In dem Punkt werden wir nicht einig. Die Vulcain wurde vom ersten Test bis zum ersten Flug mit Sicherheit auch stark verändert. In dem Sinne kann man die Tests aller Merlin-Versionen auch aufaddieren. Dazu kommt, daß bei jedem Stufentest 9 bzw für die ganze Rakete 10 Triebwerke laufen, das addiert sich schnell auf. Und daß Bodentests nicht alles sind, schreibst du ja selbst. Der erste Flug war ein Fehlschlag.

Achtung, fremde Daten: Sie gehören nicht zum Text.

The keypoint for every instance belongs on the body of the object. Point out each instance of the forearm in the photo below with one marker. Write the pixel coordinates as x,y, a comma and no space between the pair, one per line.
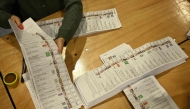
72,18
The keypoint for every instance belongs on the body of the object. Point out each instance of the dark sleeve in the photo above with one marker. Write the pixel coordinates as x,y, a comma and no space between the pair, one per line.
73,14
5,12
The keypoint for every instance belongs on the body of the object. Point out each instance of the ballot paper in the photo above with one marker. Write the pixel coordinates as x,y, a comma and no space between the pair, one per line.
48,80
91,22
49,83
124,65
149,94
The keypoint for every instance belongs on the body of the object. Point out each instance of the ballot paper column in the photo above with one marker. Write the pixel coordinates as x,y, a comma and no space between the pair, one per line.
47,69
123,68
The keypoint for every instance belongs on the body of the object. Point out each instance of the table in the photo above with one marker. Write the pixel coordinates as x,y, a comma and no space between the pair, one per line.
142,21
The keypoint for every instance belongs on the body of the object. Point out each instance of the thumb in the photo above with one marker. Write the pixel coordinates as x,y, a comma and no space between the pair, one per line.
17,21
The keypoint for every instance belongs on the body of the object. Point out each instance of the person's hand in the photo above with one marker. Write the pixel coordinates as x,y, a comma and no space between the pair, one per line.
17,21
60,41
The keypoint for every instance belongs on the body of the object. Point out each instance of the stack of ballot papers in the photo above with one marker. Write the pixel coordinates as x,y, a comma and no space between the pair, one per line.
50,85
149,94
91,22
124,65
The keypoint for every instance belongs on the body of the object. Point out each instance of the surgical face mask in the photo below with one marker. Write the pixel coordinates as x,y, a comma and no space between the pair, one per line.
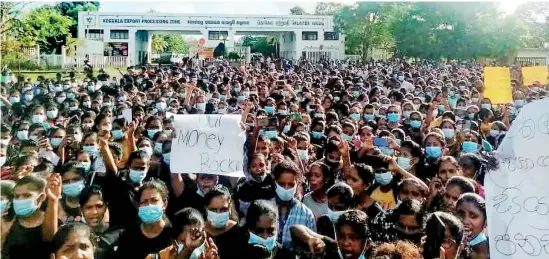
24,207
73,189
433,152
117,134
334,215
201,106
152,132
137,176
56,142
404,162
384,178
269,242
449,133
285,194
469,147
303,154
37,118
14,100
52,114
91,150
355,116
150,214
218,220
147,150
486,106
519,103
3,205
23,134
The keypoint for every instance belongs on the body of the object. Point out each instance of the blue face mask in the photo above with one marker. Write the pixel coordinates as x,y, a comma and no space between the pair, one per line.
433,152
137,176
269,109
24,207
91,150
151,133
117,134
150,214
346,137
285,194
334,215
393,117
158,148
269,242
477,240
218,220
270,134
355,116
384,178
73,189
369,117
3,205
316,134
469,147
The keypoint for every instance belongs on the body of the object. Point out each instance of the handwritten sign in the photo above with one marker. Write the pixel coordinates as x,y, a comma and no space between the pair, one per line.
208,144
533,74
497,85
517,194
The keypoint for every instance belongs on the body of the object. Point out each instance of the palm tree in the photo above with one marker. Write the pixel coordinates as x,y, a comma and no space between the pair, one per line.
158,43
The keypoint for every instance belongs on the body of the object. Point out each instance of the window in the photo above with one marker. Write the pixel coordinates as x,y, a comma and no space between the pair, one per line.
95,34
330,35
218,35
309,35
119,34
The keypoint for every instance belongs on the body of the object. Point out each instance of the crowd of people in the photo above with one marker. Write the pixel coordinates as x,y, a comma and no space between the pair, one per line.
379,159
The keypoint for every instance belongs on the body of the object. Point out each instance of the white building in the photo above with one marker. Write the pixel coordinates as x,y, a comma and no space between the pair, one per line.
130,34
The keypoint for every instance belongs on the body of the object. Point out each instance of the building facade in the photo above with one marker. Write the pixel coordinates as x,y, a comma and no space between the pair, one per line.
130,34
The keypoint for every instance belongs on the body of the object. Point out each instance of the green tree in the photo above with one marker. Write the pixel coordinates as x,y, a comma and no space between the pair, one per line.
175,44
297,10
45,26
158,43
71,9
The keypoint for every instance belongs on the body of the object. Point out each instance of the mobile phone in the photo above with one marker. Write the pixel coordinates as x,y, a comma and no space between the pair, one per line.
435,236
381,142
263,121
296,117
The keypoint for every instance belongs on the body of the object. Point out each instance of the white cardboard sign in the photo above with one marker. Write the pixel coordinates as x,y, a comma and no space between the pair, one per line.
208,144
517,194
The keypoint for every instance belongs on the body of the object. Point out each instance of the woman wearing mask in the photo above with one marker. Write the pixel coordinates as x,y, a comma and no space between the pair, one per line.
95,215
262,229
320,179
222,221
352,238
73,184
471,209
73,240
189,238
444,233
153,233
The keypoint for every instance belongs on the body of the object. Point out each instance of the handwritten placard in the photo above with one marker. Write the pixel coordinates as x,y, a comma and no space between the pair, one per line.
208,144
517,194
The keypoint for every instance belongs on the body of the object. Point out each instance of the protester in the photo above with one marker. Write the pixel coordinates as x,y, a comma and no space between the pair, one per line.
341,160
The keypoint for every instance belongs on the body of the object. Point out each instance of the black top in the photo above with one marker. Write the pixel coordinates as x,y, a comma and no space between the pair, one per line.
24,243
133,244
121,199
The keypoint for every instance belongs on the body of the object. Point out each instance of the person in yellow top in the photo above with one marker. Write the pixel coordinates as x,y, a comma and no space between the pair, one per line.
190,240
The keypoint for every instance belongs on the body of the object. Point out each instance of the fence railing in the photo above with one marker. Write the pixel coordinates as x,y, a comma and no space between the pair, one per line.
79,61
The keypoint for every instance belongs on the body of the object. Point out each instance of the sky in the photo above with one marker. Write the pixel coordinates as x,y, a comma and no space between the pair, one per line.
261,7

Wenn man danach geht, könnte man auch ALLE Tests des Vulcan 1 und Vulcan 2 aufaddieren, da sieht es für das Merlin nur noch dunkler aus. Auch wenn man alles zusammenrechnet hat man das Merlin lediglich weniger als ein Zehntel der Zeit getestet, die bei anderen Triebwerken (RS-68, Vulcan) üblich ist. Egal wie man es dreht und wendet, zumindest aktuell ist das Merlin ein eher unzuverlässiges Triebwerk. Bei 5 F9-Flügen und 45 Erststufen-Merlins sind 2 Triebwerke ausgefallen. Beim Vulcan sind dagegen von 69 Triebwerken erst 1 ausgefallen, beim RS-68 von 33 Triebwerken 0.

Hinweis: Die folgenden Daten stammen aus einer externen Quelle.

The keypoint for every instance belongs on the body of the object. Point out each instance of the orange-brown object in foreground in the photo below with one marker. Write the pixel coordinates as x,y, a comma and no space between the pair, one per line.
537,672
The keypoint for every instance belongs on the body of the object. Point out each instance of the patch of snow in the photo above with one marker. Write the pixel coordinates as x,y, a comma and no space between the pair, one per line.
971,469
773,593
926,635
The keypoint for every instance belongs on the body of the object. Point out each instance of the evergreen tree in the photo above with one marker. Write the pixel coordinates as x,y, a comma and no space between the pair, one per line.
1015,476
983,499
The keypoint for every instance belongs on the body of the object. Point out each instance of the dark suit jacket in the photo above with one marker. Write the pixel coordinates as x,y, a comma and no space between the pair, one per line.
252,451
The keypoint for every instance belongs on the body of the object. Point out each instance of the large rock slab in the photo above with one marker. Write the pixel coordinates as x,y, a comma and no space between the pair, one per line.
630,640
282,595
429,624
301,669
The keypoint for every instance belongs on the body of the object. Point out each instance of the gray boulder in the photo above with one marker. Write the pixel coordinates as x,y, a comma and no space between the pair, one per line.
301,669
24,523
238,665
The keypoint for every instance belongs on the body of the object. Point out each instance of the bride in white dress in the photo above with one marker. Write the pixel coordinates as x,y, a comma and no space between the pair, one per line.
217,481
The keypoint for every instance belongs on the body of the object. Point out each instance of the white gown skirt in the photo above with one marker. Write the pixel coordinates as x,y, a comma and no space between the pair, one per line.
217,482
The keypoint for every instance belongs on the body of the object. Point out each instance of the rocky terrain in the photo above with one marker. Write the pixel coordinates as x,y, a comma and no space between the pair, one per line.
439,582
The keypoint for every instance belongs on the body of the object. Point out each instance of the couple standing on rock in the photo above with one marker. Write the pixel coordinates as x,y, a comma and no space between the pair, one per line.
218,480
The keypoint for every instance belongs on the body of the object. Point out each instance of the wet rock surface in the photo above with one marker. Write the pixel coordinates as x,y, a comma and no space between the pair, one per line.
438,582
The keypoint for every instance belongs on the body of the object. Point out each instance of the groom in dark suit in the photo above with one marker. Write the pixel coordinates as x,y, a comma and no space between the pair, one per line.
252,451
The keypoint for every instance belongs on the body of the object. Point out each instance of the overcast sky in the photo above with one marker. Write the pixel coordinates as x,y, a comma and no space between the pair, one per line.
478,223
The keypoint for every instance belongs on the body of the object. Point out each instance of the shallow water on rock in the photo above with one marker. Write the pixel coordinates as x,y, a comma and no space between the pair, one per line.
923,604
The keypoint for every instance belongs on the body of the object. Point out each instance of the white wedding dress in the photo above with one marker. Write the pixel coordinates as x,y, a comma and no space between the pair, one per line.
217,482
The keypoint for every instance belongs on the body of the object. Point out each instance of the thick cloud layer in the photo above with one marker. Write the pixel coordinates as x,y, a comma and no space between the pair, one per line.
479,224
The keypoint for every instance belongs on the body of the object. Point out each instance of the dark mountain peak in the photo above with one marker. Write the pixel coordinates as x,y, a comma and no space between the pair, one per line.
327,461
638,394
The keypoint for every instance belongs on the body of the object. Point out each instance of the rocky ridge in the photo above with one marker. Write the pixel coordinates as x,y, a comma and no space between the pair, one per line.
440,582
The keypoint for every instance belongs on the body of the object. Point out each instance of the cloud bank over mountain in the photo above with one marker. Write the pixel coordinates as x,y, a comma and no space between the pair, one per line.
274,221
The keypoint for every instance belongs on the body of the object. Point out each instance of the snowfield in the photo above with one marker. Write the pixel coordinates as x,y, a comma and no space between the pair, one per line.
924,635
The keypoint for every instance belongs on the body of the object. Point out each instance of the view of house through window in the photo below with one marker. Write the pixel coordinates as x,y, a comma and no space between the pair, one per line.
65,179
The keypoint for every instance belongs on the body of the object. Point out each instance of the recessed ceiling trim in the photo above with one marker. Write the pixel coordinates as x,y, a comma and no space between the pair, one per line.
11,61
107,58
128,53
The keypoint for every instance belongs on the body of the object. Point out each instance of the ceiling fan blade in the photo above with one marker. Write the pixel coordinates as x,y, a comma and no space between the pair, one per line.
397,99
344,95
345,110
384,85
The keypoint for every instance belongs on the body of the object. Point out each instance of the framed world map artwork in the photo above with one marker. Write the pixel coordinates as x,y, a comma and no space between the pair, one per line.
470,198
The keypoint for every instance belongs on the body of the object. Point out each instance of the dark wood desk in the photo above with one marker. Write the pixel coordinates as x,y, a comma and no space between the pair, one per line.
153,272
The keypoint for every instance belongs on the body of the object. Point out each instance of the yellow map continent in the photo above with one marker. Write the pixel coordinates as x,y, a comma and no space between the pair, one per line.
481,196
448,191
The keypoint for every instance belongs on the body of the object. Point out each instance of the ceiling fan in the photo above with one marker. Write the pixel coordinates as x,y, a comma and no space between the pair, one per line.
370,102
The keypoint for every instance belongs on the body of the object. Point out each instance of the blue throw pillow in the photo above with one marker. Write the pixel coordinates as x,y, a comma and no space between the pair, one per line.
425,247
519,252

SpaceX gibt die Lebensdauer ja selbst nur mit der 4fachen Einsatzzeit (4:1) an, grundsätzlich ein sehr niedriger Wert. Triebwerke für unbemannte Träger haben meist eine Lebenszeit von über 10:1, Einwegtriebwerke für bemannte Missionen (F1, RD-172) sogar noch deutlich länger. Beim Space Shuttle hatte man am Anfang Booster mit F1-Triebwerken geplant, die 10x eingesetzt werden sollten, bei Energia war ähnliches geplant. Die Lebensdauer dieser Triebwerke dürfte deutlich über 10:1 liegen, eher im Bereich 30:1 - 40:1.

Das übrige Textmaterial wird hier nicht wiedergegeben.